Sandboxing and Spending Limits: How Platforms Are Managing Risk
The design choices the three platforms have made are worth examining, because they reveal a shared instinct to constrain agent permissions tightly from the outset.
Robinhood’s structure is the most granular. The agentic account is isolated by design, so an AI agent cannot reach into a user’s main holdings. Robinhood also launched an Agentic Credit Card alongside the trading feature, assigning the AI agent a separate virtual card number, not the customer’s actual card number, which can be deleted at any time. Purchases made by the agent still earn 3% cash back, consistent with the standard Robinhood Gold card benefit. Users must set a spending limit and can require manual approval for each transaction. Connecting an AI agent to the service requires directing it through Robinhood’s own MCP server. Robinhood announced these features at its ‘The World is Flat’ global expansion event, held at the Old Royal Naval College in London.
ThinkMarkets took a similar approach to permission scoping. According to Finance Magnates, CEO Nauman Anees stated the AI ‘can execute trades, but not access funds,’ with traders controlling which order types fall within the agent’s scope. That is a meaningful distinction: execution permissions and fund-access permissions are treated as separate, and only the former is granted to the AI.
eToro’s Tori agent, relaunched in April 2026 with real-time social-media intelligence integration, sits closer to the advisory end of the spectrum. The further a product moves from pure execution toward investment recommendations, the more complex the regulatory analysis becomes, because advice and discretionary management carry their own regulatory obligations distinct from order routing.

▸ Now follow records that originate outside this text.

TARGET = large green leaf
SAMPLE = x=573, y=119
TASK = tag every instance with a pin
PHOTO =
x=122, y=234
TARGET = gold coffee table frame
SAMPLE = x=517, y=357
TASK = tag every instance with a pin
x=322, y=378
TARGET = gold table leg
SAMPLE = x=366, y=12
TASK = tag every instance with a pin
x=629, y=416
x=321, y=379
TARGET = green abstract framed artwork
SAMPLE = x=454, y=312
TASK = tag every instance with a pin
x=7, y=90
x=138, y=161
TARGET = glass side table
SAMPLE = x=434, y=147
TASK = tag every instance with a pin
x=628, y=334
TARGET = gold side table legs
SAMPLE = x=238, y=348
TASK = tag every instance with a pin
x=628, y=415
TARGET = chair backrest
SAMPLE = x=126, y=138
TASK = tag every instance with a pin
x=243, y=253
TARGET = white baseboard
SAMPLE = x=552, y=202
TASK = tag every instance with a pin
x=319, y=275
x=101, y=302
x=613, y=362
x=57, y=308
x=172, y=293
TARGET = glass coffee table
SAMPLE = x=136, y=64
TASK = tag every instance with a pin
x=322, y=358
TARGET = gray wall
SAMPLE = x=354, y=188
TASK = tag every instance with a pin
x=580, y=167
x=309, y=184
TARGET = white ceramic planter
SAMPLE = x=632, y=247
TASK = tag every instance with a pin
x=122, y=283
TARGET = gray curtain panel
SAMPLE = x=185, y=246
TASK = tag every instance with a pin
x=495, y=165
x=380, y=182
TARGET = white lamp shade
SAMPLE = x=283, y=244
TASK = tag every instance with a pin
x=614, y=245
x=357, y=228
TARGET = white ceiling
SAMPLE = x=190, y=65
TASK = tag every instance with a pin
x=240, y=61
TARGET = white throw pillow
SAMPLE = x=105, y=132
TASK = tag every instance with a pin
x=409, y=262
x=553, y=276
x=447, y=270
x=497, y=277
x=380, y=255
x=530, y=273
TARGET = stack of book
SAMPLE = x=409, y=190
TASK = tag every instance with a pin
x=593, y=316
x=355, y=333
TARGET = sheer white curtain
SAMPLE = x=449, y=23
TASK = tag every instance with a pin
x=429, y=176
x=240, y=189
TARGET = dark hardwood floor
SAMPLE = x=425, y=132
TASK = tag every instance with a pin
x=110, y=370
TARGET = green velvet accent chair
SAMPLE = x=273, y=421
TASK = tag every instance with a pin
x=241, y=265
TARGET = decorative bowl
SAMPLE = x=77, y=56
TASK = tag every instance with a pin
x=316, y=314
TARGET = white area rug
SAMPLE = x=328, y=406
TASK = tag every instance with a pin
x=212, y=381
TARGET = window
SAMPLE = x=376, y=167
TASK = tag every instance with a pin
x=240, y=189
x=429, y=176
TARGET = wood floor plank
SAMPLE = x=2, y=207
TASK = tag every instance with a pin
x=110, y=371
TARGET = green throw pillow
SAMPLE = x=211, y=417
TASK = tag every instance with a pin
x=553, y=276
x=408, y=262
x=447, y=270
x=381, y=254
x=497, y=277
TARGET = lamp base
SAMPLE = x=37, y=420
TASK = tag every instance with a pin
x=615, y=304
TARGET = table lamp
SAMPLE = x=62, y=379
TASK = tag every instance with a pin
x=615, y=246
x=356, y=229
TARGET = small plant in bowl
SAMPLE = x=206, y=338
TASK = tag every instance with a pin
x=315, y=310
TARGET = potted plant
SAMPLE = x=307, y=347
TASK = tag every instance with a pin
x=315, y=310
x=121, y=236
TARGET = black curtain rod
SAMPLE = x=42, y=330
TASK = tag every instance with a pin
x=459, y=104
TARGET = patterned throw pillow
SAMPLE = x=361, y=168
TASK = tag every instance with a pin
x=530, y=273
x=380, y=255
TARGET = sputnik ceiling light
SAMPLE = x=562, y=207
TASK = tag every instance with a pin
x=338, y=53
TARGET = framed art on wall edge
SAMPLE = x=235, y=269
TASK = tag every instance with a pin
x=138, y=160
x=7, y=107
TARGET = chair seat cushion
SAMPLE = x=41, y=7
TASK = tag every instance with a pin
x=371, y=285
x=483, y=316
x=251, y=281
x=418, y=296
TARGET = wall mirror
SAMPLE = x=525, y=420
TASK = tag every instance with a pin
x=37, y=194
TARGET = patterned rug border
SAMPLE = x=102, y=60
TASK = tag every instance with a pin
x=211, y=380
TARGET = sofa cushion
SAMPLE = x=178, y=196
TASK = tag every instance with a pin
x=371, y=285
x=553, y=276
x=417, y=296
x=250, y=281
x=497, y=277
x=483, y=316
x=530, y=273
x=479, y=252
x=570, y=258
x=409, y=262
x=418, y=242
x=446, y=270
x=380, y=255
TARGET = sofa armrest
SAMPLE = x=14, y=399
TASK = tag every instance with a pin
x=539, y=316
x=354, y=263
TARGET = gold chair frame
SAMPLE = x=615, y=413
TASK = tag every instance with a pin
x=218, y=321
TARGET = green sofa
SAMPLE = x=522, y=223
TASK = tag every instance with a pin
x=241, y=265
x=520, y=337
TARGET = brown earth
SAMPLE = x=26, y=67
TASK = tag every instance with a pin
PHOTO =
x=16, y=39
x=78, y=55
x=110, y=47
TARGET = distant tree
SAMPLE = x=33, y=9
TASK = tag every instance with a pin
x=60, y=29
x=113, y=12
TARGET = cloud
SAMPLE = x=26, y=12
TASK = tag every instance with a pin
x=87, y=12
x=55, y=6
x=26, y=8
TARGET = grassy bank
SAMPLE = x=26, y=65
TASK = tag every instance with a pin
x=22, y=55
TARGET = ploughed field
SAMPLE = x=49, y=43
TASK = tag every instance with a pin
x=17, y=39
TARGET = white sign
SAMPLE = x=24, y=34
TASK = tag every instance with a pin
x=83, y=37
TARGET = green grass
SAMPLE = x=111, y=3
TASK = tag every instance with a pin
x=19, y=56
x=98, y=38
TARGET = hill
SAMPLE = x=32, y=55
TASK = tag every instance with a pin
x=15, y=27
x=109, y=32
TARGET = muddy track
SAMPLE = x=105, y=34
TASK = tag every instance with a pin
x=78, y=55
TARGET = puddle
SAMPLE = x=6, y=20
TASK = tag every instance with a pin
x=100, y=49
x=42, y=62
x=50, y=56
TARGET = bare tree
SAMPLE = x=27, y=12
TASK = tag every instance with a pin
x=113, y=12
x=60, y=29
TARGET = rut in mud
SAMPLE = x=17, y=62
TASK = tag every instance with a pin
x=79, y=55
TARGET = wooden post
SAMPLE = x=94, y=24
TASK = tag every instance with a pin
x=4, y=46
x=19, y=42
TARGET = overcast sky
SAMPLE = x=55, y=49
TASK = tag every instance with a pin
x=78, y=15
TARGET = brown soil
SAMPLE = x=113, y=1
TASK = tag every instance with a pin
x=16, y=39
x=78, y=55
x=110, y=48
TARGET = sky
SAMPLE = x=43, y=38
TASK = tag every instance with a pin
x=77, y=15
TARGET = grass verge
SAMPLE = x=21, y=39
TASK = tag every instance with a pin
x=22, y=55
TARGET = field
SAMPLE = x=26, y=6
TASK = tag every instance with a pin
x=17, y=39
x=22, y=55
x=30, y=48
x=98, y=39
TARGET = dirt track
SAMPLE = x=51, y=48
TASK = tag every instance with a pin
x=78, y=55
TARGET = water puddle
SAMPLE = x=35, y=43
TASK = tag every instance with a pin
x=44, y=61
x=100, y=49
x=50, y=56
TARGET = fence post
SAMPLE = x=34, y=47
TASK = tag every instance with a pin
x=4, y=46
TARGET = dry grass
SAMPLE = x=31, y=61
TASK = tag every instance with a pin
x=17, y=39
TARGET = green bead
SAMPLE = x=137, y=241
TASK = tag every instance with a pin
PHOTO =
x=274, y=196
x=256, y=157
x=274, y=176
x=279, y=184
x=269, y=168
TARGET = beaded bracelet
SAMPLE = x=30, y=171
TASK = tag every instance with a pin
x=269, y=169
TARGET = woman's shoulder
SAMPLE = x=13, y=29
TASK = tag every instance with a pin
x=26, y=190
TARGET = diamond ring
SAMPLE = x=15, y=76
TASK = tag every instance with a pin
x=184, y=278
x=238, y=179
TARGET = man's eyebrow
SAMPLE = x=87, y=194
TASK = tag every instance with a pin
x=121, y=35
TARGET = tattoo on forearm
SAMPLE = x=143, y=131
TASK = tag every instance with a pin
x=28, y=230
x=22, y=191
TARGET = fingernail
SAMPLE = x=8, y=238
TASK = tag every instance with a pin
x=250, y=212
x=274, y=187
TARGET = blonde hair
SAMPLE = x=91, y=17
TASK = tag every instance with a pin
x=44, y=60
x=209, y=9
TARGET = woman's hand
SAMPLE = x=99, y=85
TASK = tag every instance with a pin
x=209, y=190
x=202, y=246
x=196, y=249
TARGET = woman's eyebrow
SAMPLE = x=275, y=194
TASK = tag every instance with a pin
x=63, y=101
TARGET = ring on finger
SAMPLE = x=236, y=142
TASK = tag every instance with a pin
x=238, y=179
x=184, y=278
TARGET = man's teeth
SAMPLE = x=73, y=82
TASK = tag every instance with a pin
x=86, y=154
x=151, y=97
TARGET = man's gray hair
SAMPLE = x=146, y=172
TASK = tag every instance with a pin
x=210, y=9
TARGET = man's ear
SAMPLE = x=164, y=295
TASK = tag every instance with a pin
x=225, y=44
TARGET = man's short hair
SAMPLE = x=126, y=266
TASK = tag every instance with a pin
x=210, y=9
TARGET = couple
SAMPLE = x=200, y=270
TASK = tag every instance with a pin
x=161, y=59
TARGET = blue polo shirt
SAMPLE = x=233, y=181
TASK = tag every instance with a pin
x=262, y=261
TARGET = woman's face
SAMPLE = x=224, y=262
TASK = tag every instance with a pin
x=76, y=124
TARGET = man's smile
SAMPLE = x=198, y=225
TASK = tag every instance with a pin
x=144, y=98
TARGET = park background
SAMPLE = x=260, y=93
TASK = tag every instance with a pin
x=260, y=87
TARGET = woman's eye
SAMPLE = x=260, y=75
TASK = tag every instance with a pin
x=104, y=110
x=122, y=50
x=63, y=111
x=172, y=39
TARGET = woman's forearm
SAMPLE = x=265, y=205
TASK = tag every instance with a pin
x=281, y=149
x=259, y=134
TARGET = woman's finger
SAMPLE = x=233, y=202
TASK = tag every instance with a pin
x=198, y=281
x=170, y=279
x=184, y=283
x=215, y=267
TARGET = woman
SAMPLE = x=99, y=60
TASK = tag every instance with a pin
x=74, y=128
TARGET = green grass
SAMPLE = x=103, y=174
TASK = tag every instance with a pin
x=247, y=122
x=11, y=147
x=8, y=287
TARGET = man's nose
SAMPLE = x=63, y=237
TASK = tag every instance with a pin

That distinction, between execution tools and advisory agents, is where the real compliance line sits. Regulators will not ask whether a product uses AI. They will ask whether the governance framework around it was capable of supervising whatever the AI actually did. The platforms launching now appear to understand that. Whether their internal audit trails, operational resilience testing, and permission structures hold up under scrutiny is the question that will define the next phase.